When you call render_template, Flask searches through all registered template folders. The application's main templates folder has the highest priority, followed by the template folders of registered blueprints in the order they were registered.

Because multiple blueprints might have a file named index.html, you should namespace your templates by placing them in a subdirectory named after the blueprint. For example, the tutorial in examples/tutorial/flaskr/blog.py uses this pattern:

@bp.route("/")
def index():
# The template is located at flaskr/templates/blog/index.html
return render_template("blog/index.html", posts=posts)

If you define template_folder="templates" in a blueprint named auth, Flask will look for templates in auth/templates/. By using render_template("auth/login.html"), you ensure that Flask finds the correct file even if another blueprint also has a login.html.
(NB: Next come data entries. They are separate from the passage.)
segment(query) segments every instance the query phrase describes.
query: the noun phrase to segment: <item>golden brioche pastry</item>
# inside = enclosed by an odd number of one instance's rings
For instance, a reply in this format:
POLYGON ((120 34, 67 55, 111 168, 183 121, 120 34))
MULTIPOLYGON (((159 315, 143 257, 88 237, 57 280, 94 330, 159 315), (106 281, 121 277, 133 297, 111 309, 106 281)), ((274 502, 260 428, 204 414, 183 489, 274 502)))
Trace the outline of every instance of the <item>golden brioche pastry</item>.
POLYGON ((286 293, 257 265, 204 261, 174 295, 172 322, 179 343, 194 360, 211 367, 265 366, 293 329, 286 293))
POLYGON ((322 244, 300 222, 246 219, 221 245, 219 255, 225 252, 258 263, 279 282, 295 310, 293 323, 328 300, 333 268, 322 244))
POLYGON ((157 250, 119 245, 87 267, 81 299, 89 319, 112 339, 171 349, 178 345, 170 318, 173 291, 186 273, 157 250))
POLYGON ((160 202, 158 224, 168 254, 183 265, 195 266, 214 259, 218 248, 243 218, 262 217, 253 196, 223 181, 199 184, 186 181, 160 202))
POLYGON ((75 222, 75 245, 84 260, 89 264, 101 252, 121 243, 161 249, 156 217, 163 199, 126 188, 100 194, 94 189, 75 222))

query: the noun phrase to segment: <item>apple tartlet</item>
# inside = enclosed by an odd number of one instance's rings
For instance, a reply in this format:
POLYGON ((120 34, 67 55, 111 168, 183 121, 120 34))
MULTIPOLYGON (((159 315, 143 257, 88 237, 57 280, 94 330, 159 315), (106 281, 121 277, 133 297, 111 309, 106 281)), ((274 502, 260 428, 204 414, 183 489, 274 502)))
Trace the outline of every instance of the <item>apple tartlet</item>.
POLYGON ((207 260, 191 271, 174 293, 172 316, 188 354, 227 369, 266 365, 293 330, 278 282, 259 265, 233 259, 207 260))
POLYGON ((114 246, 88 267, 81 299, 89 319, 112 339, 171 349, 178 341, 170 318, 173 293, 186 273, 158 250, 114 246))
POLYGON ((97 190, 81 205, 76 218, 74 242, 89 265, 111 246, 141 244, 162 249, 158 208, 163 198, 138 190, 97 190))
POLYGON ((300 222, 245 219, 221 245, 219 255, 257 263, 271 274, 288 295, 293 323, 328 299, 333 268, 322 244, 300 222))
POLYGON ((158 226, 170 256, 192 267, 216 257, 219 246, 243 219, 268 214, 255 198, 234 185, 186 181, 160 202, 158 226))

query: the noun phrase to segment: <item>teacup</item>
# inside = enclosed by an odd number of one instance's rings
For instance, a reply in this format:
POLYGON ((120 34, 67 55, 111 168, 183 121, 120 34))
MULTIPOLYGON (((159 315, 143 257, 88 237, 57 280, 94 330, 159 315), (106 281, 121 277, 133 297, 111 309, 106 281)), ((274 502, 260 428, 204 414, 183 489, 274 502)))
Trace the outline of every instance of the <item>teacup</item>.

Accessing Internal Resources

Sometimes you need to read a file bundled with your blueprint that isn't meant to be served directly to users, such as a configuration schema or a data file. The Blueprint.open_resource() method allows you to open these files relative to the blueprint's root directory.

# Inside a blueprint view
with bp.open_resource("schema.sql", mode="r") as f:
schema = f.read()

The open_resource method in src/flask/blueprints.py ensures the path is correctly joined with the blueprint's root_path:

def open_resource(
self, resource: str, mode: str = "rb", encoding: str | None = "utf-8"
) -> t.IO[t.AnyStr]:
if mode not in {"r", "rt", "rb"}:
raise ValueError("Resources can only be opened for reading.")

path = os.path.join(self.root_path, resource)

if mode == "rb":
return open(path, mode)

return open(path, mode, encoding=encoding)

This method only supports reading ("r", "rt", or "rb") to prevent accidental modification of application code or bundled assets during runtime.